Justice

As a Christian Skeptic, I'm concerned about issues of Justice. I've recently audited an excellent on-line Harvard course on the subject.

Michael Sandel introduces philosophy to an online audience
I think Christianity calls us to do more than just follow the rules about how we treat each other. We are called to challenge the assumptions of our culture and to take a very broad view of what is the right way to behave. It follows that we should take a serious interest in what is right. We are surrounded by bad assumptions about Justice and the right way is not at all obvious.

To me, Jesus was remarkable in that he seemed to have an instinct for what made sense (although you might think this was more than instinct).
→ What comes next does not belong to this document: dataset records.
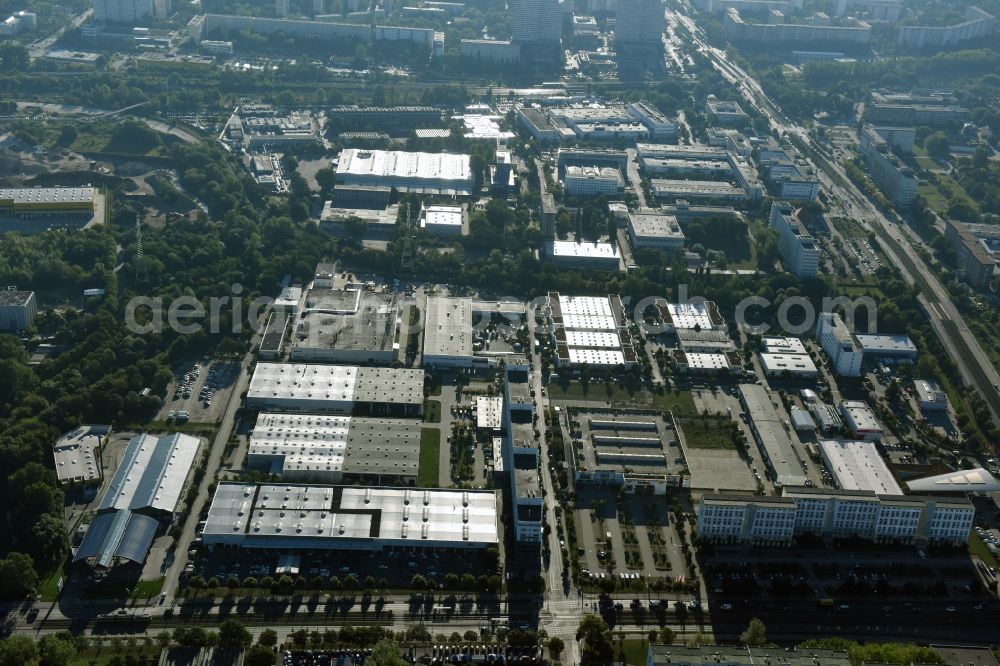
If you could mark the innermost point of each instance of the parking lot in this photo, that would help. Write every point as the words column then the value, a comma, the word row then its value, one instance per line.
column 199, row 392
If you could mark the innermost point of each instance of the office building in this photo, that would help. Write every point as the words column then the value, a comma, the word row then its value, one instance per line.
column 17, row 310
column 422, row 173
column 798, row 248
column 651, row 229
column 930, row 396
column 860, row 420
column 590, row 330
column 584, row 256
column 640, row 23
column 144, row 491
column 839, row 344
column 336, row 389
column 126, row 12
column 817, row 30
column 293, row 517
column 326, row 448
column 593, row 181
column 897, row 180
column 977, row 25
column 536, row 21
column 442, row 220
column 835, row 515
column 773, row 440
column 347, row 326
column 857, row 465
column 495, row 51
column 76, row 455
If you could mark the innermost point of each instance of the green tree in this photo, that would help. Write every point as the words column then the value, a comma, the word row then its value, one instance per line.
column 755, row 635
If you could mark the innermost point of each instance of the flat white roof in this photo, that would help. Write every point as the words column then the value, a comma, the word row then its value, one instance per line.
column 448, row 327
column 596, row 356
column 584, row 250
column 318, row 516
column 858, row 466
column 777, row 363
column 774, row 344
column 690, row 315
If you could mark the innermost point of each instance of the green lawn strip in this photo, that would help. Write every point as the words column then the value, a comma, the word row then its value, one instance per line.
column 430, row 451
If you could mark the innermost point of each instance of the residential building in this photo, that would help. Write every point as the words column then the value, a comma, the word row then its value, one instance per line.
column 640, row 22
column 860, row 420
column 17, row 310
column 144, row 491
column 651, row 229
column 977, row 25
column 495, row 51
column 798, row 248
column 122, row 11
column 293, row 517
column 839, row 344
column 336, row 389
column 535, row 21
column 835, row 515
column 593, row 181
column 857, row 465
column 897, row 180
column 584, row 256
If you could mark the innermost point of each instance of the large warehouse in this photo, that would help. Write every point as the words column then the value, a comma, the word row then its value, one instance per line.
column 423, row 173
column 302, row 517
column 857, row 465
column 329, row 448
column 336, row 389
column 145, row 489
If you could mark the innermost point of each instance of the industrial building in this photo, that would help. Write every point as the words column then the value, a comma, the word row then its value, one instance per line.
column 860, row 420
column 798, row 248
column 422, row 173
column 584, row 256
column 76, row 455
column 930, row 396
column 17, row 310
column 857, row 465
column 347, row 326
column 650, row 228
column 36, row 202
column 773, row 439
column 442, row 220
column 834, row 515
column 590, row 330
column 336, row 389
column 145, row 490
column 291, row 517
column 840, row 344
column 326, row 448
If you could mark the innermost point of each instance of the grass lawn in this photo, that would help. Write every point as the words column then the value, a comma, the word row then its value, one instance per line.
column 432, row 411
column 707, row 433
column 635, row 650
column 430, row 456
column 147, row 589
column 623, row 396
column 977, row 547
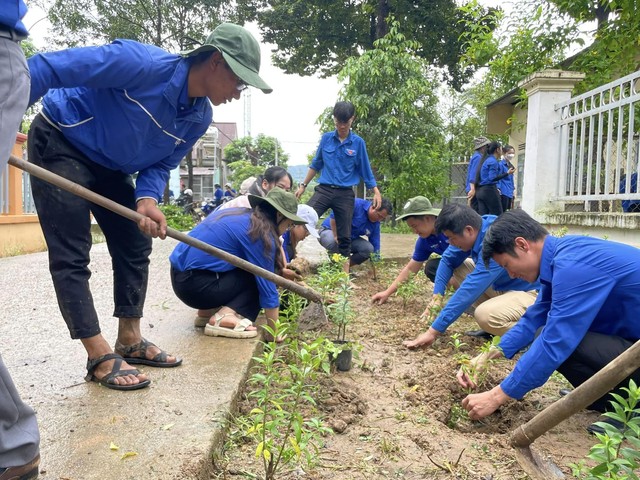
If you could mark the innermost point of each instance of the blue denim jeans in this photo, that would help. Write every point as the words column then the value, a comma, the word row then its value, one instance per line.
column 66, row 224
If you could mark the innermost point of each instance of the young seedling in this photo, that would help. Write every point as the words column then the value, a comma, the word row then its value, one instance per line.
column 617, row 455
column 283, row 382
column 376, row 262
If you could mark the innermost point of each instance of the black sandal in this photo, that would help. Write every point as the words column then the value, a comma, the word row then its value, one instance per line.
column 108, row 379
column 140, row 352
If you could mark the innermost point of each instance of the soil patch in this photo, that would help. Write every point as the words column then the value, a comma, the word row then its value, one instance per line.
column 397, row 413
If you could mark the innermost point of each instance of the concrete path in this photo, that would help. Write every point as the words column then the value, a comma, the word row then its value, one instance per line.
column 167, row 431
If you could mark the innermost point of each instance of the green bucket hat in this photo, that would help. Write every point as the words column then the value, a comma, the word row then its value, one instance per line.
column 418, row 206
column 239, row 49
column 284, row 202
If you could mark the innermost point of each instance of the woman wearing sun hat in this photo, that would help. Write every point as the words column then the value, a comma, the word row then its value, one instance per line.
column 207, row 283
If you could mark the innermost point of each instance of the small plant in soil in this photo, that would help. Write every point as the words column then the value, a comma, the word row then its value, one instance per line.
column 406, row 290
column 340, row 312
column 284, row 385
column 617, row 455
column 477, row 372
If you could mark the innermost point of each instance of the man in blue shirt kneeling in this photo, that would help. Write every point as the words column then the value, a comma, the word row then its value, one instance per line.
column 365, row 223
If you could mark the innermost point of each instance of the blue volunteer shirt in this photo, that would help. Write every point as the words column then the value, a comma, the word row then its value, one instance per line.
column 229, row 233
column 286, row 242
column 426, row 246
column 360, row 224
column 11, row 14
column 489, row 171
column 506, row 185
column 124, row 105
column 588, row 285
column 473, row 166
column 342, row 163
column 475, row 283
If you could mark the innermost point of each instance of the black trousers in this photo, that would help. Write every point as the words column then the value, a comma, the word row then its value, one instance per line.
column 66, row 224
column 205, row 289
column 341, row 201
column 507, row 203
column 593, row 353
column 489, row 202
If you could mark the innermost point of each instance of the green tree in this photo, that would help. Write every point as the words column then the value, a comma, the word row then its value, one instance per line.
column 170, row 24
column 317, row 36
column 394, row 91
column 240, row 170
column 262, row 151
column 539, row 33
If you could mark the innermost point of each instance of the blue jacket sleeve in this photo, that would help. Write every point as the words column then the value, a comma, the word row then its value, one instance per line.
column 151, row 181
column 374, row 238
column 578, row 293
column 451, row 259
column 472, row 287
column 318, row 163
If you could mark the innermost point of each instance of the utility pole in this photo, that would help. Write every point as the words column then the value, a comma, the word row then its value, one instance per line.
column 247, row 112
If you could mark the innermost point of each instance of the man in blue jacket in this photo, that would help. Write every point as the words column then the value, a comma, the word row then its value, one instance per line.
column 364, row 223
column 421, row 218
column 109, row 112
column 19, row 436
column 342, row 161
column 500, row 300
column 585, row 316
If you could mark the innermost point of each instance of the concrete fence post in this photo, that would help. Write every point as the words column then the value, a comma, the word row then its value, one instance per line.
column 544, row 90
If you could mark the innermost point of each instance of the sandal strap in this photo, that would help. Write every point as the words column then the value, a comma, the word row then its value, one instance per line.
column 115, row 370
column 129, row 350
column 92, row 364
column 242, row 325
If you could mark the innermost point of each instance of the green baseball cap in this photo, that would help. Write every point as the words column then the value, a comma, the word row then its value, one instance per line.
column 418, row 206
column 239, row 49
column 284, row 202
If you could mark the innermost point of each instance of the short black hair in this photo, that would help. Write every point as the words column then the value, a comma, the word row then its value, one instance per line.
column 343, row 111
column 455, row 218
column 493, row 146
column 274, row 173
column 501, row 235
column 385, row 204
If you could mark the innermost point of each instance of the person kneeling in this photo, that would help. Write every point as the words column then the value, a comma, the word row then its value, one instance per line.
column 365, row 223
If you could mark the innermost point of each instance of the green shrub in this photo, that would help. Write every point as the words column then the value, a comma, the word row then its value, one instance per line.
column 617, row 455
column 176, row 219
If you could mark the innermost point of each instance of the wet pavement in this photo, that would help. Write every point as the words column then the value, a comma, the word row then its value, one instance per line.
column 167, row 431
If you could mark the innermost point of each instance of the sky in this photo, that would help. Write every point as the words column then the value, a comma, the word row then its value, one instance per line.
column 289, row 113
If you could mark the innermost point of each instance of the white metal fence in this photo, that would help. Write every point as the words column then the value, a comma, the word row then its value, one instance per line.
column 599, row 146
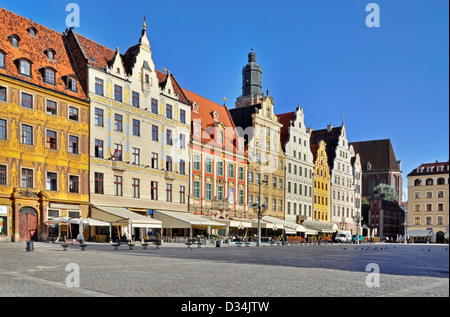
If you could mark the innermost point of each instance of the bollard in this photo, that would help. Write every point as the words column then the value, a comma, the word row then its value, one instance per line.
column 30, row 246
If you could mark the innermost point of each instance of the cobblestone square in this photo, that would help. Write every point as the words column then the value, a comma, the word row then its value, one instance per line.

For example, he rejected the moral value of following the rules and rituals of the Judaism of his time. He spoke to women in public and counted them as his friends. He spoke highly of the moral character of non-Jews. Most importantly, he urged his followers to start changing the world by changing their own attitudes and re-directing their own lives.

In the subject of justice and ethics, we have come a very long way since the time of Jesus. Writers of the New Testament would have needed to rely on the Greek Philosophers if they knew about them at all. Slavery was taken for granted as a natural state of nature. Modern democratic ideas, such as equality before the law, would have made little sense in that time (they have a very tenuous foothold even in our time).

My Skeptical side demands that I be prepared to weigh, test and discuss important issues. To cite just one example, I should have a position on the issue of abortion that can be defended on grounds other than religious dogma.
Case Studies in Public Morality
I found The Harvard course to be excellent preparation for Sandel's "Democracy's Discontent", a fascinating history of the conflicts that arise between reasonable people struggling to find principled approaches fundamental issues.

I don't think anybody could get through this book without completely re-thinking his or her assumptions about what is right. In my own case, I was struck by how much my own personal assumptions were largely a function of being born in a certain time and place. The policies I support and the reasons for them turn out to be uncomfortably a function of fashion. Even the issues I regard to be important and the principles I think would be useful to address them mostly seem to be younger than I am!

For example, the very idea of individual human rights is hard to find in American law before World War II. Why is that? How did that work?